GSK & Avalon to Form Up to 10 Biotechs in San Diego
GlaxoSmithKline PLC recently announced it will partner with venture capitalists from San Diego in an unusual deal worth up to $495 million to start several drug discovery firms throughout the next 3 years.
Under the collaboration, the British drug company will provide financing and technical support to small start-ups established by Avalon Ventures to explore promising targets for drugs. Glaxo will have to sign off on each start-up, and if a technology pans out, Glaxo will have first rights on buying the start-up, according to the drug maker and venture capital firm.
Avalon will contribute up to $30 million in funding, while Glaxo could pay as much as $465 million in seed funding and payments if various development milestones are met. The companies expect the arrangement will involve about 10 companies.
“We are going to immediately own this idea if it is successful, and the level of financial exposure is, frankly, quite small,” said Moncef Slaoui, who heads Glaxo’s Research and Development.
The partnership marks the latest experiment by a big drug maker looking for new ways to kick-start the difficult search for new medicines, outside of their walls and with minimal risk. After their own laboratories suffered notable setbacks, big pharmaceutical companies have increasingly turned to outside laboratories for promising new drugs. They have bought experimental medicines from biotech companies and sometimes gobbled up the biotechs whole, though some of those deals have been costly and haven’t worked out as hoped.

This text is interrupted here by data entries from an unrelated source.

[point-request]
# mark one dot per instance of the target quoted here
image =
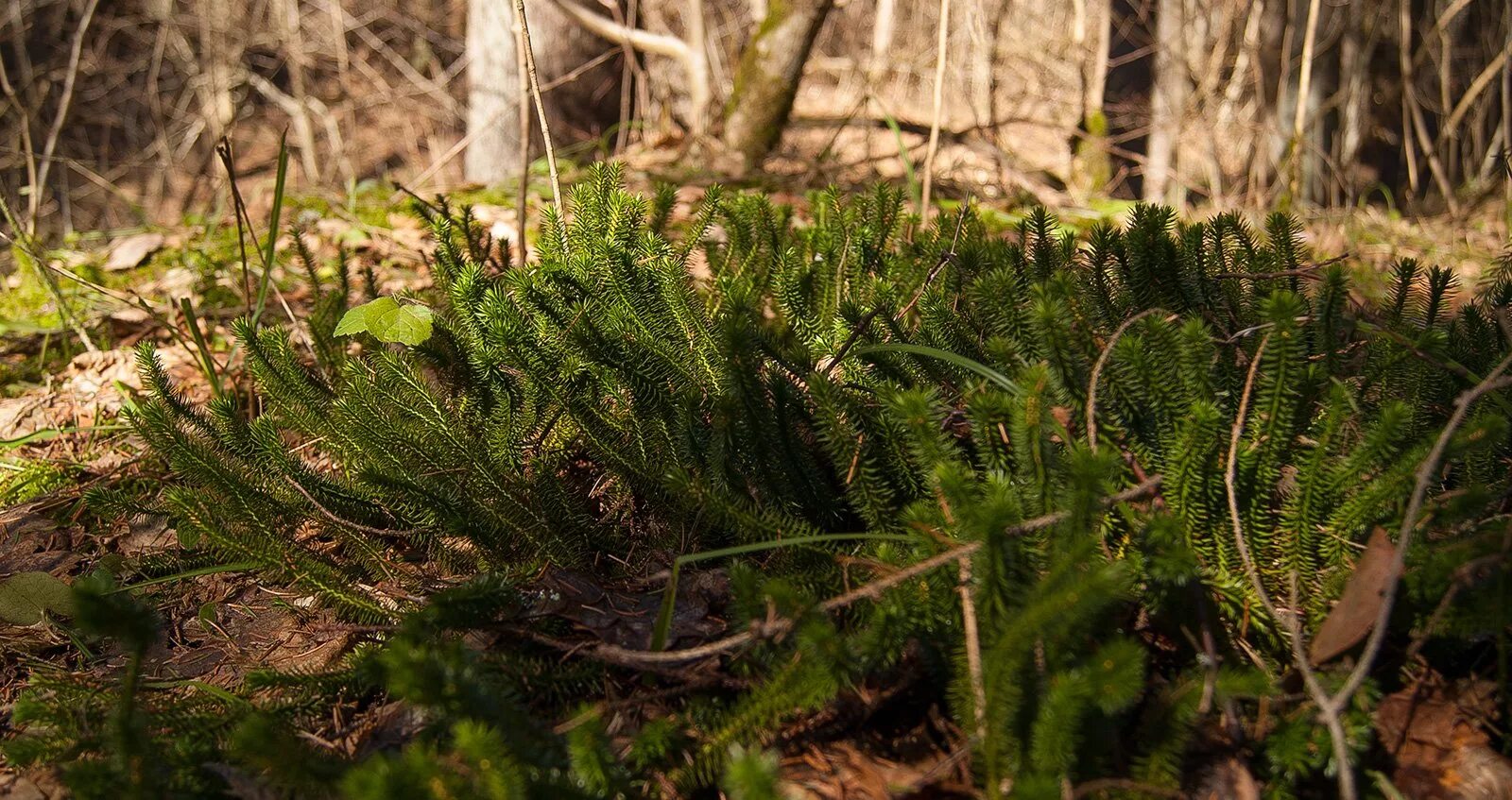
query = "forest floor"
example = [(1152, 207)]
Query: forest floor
[(67, 377)]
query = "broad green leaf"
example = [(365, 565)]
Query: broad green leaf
[(30, 596), (360, 318), (387, 321)]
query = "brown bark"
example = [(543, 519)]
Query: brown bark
[(767, 77)]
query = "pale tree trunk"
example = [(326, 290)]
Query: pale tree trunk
[(493, 94), (971, 44), (1168, 105), (767, 77), (1092, 34)]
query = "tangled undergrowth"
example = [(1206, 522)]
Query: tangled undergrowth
[(672, 498)]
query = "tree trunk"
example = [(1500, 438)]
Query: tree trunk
[(1168, 105), (767, 77), (582, 106), (493, 94), (1092, 32)]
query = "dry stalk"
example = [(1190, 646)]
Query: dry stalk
[(1096, 372), (541, 108), (1327, 709), (869, 591), (942, 47)]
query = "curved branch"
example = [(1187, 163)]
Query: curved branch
[(644, 42)]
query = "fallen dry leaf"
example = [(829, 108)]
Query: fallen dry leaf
[(132, 251), (1434, 732), (1355, 613)]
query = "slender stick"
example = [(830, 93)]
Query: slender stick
[(1299, 120), (939, 103), (1327, 706), (968, 621), (869, 591), (50, 144), (1425, 475), (1096, 372), (521, 49), (541, 108)]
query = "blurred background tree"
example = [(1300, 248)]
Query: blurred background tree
[(112, 110)]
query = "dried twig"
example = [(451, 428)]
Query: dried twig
[(1096, 372), (939, 103), (1327, 709), (50, 144), (541, 108), (869, 591), (1425, 475)]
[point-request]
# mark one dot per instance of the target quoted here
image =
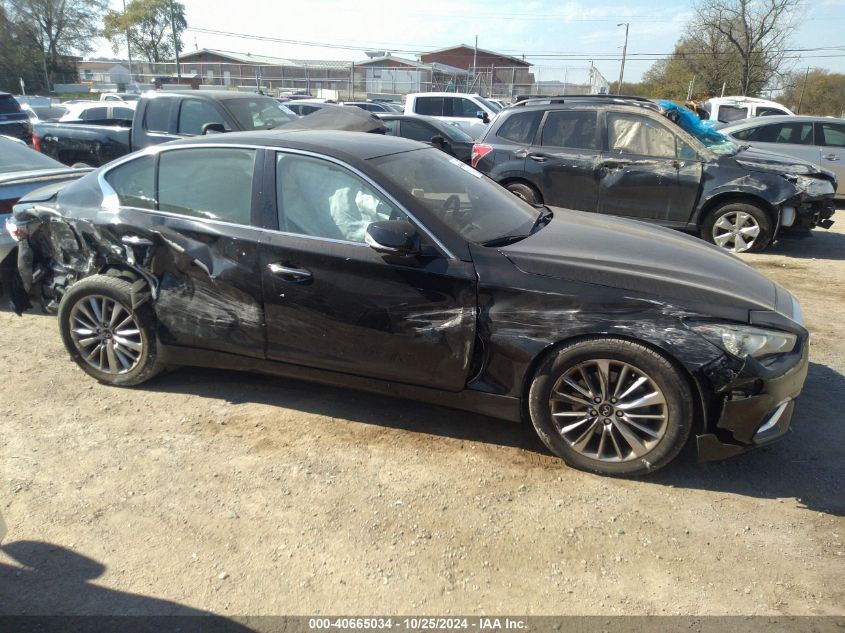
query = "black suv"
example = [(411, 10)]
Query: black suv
[(653, 161), (14, 121)]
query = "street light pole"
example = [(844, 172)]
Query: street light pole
[(624, 53)]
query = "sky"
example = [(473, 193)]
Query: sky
[(550, 34)]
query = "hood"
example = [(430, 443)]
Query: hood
[(643, 258), (755, 159)]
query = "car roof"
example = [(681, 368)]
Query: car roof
[(350, 146)]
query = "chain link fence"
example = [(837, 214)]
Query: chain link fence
[(336, 79)]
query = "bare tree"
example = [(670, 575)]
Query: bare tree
[(751, 33), (58, 27)]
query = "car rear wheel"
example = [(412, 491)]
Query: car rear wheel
[(524, 191), (103, 334), (738, 227), (611, 406)]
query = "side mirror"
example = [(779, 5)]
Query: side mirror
[(213, 128), (393, 237)]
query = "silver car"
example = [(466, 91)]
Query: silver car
[(820, 140)]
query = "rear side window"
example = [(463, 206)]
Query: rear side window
[(520, 128), (568, 128), (95, 114), (8, 105), (134, 182), (833, 134), (432, 106), (194, 114), (157, 116), (732, 113), (214, 183)]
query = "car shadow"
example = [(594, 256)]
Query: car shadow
[(808, 464), (56, 581), (818, 244)]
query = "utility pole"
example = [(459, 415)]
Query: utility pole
[(624, 52), (803, 88), (128, 45), (175, 44), (474, 58)]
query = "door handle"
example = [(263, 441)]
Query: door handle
[(287, 273)]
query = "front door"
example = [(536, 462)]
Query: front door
[(564, 159), (334, 303), (647, 171)]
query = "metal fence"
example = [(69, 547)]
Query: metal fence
[(345, 80)]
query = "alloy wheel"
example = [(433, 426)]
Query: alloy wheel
[(609, 410), (736, 231), (106, 334)]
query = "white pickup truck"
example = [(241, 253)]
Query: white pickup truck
[(470, 112)]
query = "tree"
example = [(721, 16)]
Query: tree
[(751, 33), (823, 93), (58, 28), (147, 23)]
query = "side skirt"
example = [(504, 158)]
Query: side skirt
[(496, 406)]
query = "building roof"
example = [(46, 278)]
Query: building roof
[(516, 60)]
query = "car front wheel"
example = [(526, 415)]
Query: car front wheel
[(738, 227), (103, 334), (611, 406)]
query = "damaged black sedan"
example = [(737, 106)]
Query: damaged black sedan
[(384, 265)]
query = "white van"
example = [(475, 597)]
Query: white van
[(729, 109), (466, 110)]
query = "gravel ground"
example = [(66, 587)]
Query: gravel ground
[(243, 494)]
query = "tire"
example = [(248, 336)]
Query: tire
[(104, 336), (524, 191), (611, 437), (721, 224)]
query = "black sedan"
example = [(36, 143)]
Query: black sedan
[(450, 138), (385, 265)]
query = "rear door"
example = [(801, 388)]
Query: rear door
[(564, 159), (333, 303), (831, 137), (187, 216), (647, 171)]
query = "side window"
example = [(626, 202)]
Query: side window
[(833, 134), (321, 199), (134, 182), (520, 128), (417, 131), (157, 116), (732, 113), (634, 134), (568, 128), (213, 183), (464, 107), (194, 114), (122, 113), (432, 106), (94, 114), (768, 111)]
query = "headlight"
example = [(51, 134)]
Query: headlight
[(813, 186), (744, 340)]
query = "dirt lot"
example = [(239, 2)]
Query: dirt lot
[(243, 494)]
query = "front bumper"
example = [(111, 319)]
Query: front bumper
[(758, 404)]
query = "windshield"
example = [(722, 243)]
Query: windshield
[(17, 157), (259, 113), (703, 131), (492, 106), (459, 196)]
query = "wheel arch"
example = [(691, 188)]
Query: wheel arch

Last month, Glaxo said it was closing the Cambridge, MA, offices of Sirtris Pharmaceuticals, bought in 2008 for $720 million, after setbacks including the failure of a drug that contained a reformulated version of resveratrol, a substance found in red wine.
Glaxo, Pfizer Inc., Novartis AG, and others also began collaborating more with universities for help identifying promising drug targets. And companies, such as Eli Lilly & Co. are running their own venture funds.
At the same time, Glaxo and other companies have rejiggered their internal laboratories, sometimes cutting jobs and dividing the remaining scientists into smaller units to try to rekindle the innovation that executives believed their large bureaucracies were stifling. Glaxo says its smaller lab groups, established about 6 years ago, have so far delivered two experimental drugs into mid-stage human trials and one into late-stage human testing. Glaxo in the coming months plans to analyze the productivity of its internal researchers versus the company’s external collaborators, “to create some healthy level of competition,” Dr. Slaoui said.
The distance between drug makers and venture capitalists (historically arm’s-length until a pharmaceutical company was interested in buying a venture-backed biotech) is also shortening. Last year, Glaxo and Johnson & Johnson teamed up with Index Ventures on a $200-million biotechnology fund, while Merck & Co. backed a $270-million Flagship Ventures fund.
Glaxo’s interest is to tap into the access that venture capitalists like Avalon Ventures enjoy with researchers in San Diego, a premiere hub of biomedical research, Dr. Slaoui said. For Avalon’s part, Jay Lichter, a Managing Director who heads its life-sciences investing, says that fundraising and profit-taking have gotten tougher for life-sciences venture funds. “In our world today, financing risk is greater than the technical risk” of turning a promising drug target into a viable drug, Dr. Lichter said.
Depending on the molecule, it can cost $15 million to $50 million to take a promising idea through proof-of-concept testing in humans, Dr. Lichter said. “The odds of raising enough money to get there in today’s market are slim to none,” he said. US venture capitalists invested $3.6 billion in drug start-ups last year, down from a peak of $6.2 billion in 2007, according to Dow Jones VentureSource.
The companies created as part of the collaboration will have only a handful of employees each, will be housed together in a life-sciences complex beside the Torrey Pines Golf Course’s driving range, and will focus on a single compound each, Dr. Lichter said. The start-ups could target a wide range of medical conditions, such as cancer and infectious diseases, and use technologies ranging from small molecules to recombinant proteins, he said.